Brasil tem pior semana da pandemia, com mais de 12 mil mortes por Covid

62
0

O país vive o seu pior momento na pandemia, sem vislumbre de uma situação melhor no horizonte próximo

Brasil tem pior semana da pandemia, com mais de 12 mil mortes por Covid

SÃO PAULO, SP (FOLHAPRESS) – Pelo 16º dia seguido, o Brasil bateu na média móvel de mortes pela Covid, que chegou a 1.832 óbitos por dia nos últimos sete dias. O país teve sua semana mais letal na pandemia, com 12.795 mortes de segunda (8) até este domingo (14).

 O recorde semanal de mortes anterior pertence à semana passada, com 10.482 óbitos.

Nesta semana, pela primeira vez na pandemia, o país teve registros diários superiores a 2.000 mortes.

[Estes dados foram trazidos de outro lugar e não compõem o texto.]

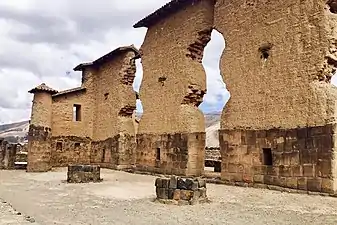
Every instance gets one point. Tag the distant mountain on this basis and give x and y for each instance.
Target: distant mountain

O país vive o seu pior momento na pandemia, sem vislumbre de uma situação melhor no horizonte próximo. Neste domingo, o país completou 16 dias seguidos de recordes na média móvel de mortes e 53 dias seguidos com a média acima de 1.000 óbitos diários.

O Brasil também registrou 43.781 casos de Covid. Com isso, o país chegou a 278.327 mortes e a 11.483.031 infecções pela doença desde o início da pandemia.

Os dados do país, coletados até as 20h, são fruto de colaboração entre Folha, UOL, O Estado de S. Paulo, Extra, O Globo e G1 para reunir e divulgar os números relativos à pandemia do novo coronavírus. As informações são coletadas diariamente com as secretarias de Saúde estaduais.

O consórcio também atualizou as informações repassadas sobre a vacinação contra a Covid-19 por 13 estados.

Já foram aplicadas no total 13.284.709 doses de vacina (9.716.458 da primeira dose e 3.568.251 da segunda dose), de acordo com as informações disponibilizadas pelas secretarias de Saúde.

Isso significa que somente 6,04% dos brasileiros maiores de 18 anos tomaram a primeira dose e só 2,22%, a segunda.

Nas últimas 24 horas, 48.461 pessoas tomaram a primeira dose da vacina e 28.639, a segunda.

A iniciativa do consórcio de veículos de imprensa ocorre em resposta às atitudes do governo Jair Bolsonaro (sem partido), que ameaçou sonegar dados, atrasou boletins sobre a doença e tirou informações do ar, com a interrupção da divulgação dos totais de casos e mortes. Além disso, o governo divulgou dados conflitantes.